Et le résultat est à la fois drôle, troublant, imparfait, mais franchement intéressant.
Le projet : créer un artiste musical IA de A à Z
Le point de départ est simple : au lieu de demander à l’IA de me faire une chanson isolée, je lui demande de m’aider à construire un projet artistique complet.
L’objectif est donc de créer :
le concept de l’artiste ;
son nom ;
son univers ;
son histoire ;
son style musical ;
son style d’écriture ;
les paroles des chansons ;
les morceaux avec Suno ;
les visuels ;
puis la publication de l’album sur les plateformes de streaming.
L’artiste imaginé dans la vidéo est une sorte de personnage musical incarnant l’intelligence artificielle elle-même.
Pas une IA froide, abstraite, qui parle comme un manuel de grille-pain connecté. Plutôt un personnage qui observe notre époque, nos contradictions, nos peurs, notre fascination pour la technologie et notre manière parfois très étrange d’interagir avec les modèles de langage.
L’idée était notamment de créer des chansons autour de sujets très actuels :
les gens qui racontent toute leur vie aux IA ;
les utilisateurs qui critiquent l’IA tout en l’utilisant tous les jours ;
l’anthropomorphisme ;
la dépendance aux outils numériques ;
les secrets qu’on donne aux modèles ;
la peur du remplacement ;
la fascination pour les machines ;
le rapport entre création humaine et génération algorithmique.
Je voulais que l’artiste ne soit pas seulement “un chanteur IA”.

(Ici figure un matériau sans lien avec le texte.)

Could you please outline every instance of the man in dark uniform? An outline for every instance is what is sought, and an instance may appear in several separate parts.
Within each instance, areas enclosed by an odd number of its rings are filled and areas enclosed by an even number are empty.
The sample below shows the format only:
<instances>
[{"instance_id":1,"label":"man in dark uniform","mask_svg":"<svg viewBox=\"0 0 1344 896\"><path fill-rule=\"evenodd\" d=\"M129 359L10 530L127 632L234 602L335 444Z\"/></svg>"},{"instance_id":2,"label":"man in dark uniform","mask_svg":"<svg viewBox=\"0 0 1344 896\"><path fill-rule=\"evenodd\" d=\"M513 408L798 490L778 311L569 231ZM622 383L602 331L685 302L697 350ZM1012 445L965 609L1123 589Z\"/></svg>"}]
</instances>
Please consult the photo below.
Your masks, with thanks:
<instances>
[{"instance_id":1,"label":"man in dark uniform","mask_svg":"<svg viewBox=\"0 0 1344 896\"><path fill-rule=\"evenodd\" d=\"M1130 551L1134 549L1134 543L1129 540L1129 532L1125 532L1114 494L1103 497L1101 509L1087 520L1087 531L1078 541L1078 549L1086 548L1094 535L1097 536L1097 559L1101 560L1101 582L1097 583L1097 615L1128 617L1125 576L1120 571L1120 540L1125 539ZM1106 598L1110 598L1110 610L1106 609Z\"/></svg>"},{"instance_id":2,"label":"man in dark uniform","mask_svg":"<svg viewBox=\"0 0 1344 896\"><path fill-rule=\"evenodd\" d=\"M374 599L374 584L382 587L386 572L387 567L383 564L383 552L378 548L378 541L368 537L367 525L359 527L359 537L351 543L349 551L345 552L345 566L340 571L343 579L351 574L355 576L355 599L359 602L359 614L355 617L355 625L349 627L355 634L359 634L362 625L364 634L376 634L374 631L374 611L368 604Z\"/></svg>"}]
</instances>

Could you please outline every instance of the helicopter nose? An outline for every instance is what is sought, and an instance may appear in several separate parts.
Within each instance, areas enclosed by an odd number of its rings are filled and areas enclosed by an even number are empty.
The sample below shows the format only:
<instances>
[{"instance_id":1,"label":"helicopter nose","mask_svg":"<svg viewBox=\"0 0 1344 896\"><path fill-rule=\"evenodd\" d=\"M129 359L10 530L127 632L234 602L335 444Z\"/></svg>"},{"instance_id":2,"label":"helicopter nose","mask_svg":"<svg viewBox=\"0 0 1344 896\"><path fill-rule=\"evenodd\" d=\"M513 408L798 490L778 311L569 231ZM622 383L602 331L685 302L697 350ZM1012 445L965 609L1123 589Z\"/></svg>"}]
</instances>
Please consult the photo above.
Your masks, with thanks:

Je voulais qu’il ait un angle.
Un propos.
Une forme de personnalité.
Parce que c’est là que ça devient intéressant : l’IA peut produire du contenu, oui. Mais pour qu’un projet ait une chance d’être crédible, il faut une direction artistique. Il faut quelqu’un qui décide. Il faut un cadre.
Sinon, on obtient vite une soupe tiède de prompts génériques. Et personne n’a besoin d’un énième bol de soupe numérique.
Pourquoi utiliser Claude installé sur l’ordinateur plutôt qu’un simple chatbot ?
Pour ce projet, je n’ai pas simplement utilisé un chatbot dans un navigateur.
J’ai utilisé Claude dans une configuration plus orientée “projet”, avec une logique de dossiers sur l’ordinateur.
L’intérêt est important.
Quand on travaille sur un projet créatif complet, on ne veut pas seulement discuter avec l’IA dans une conversation qui devient interminable. On veut pouvoir organiser les idées, sauvegarder les fichiers, conserver les paroles, ranger les prompts, structurer les étapes et garder une mémoire propre du projet.
Dans la vidéo, l’IA m’aide à créer plusieurs dossiers :
idéation ;
identité ;
musique ;
visuel ;
publication.
Cette structure change beaucoup de choses.
Au lieu d’avoir une discussion flottante, on commence à avoir une vraie logique de production.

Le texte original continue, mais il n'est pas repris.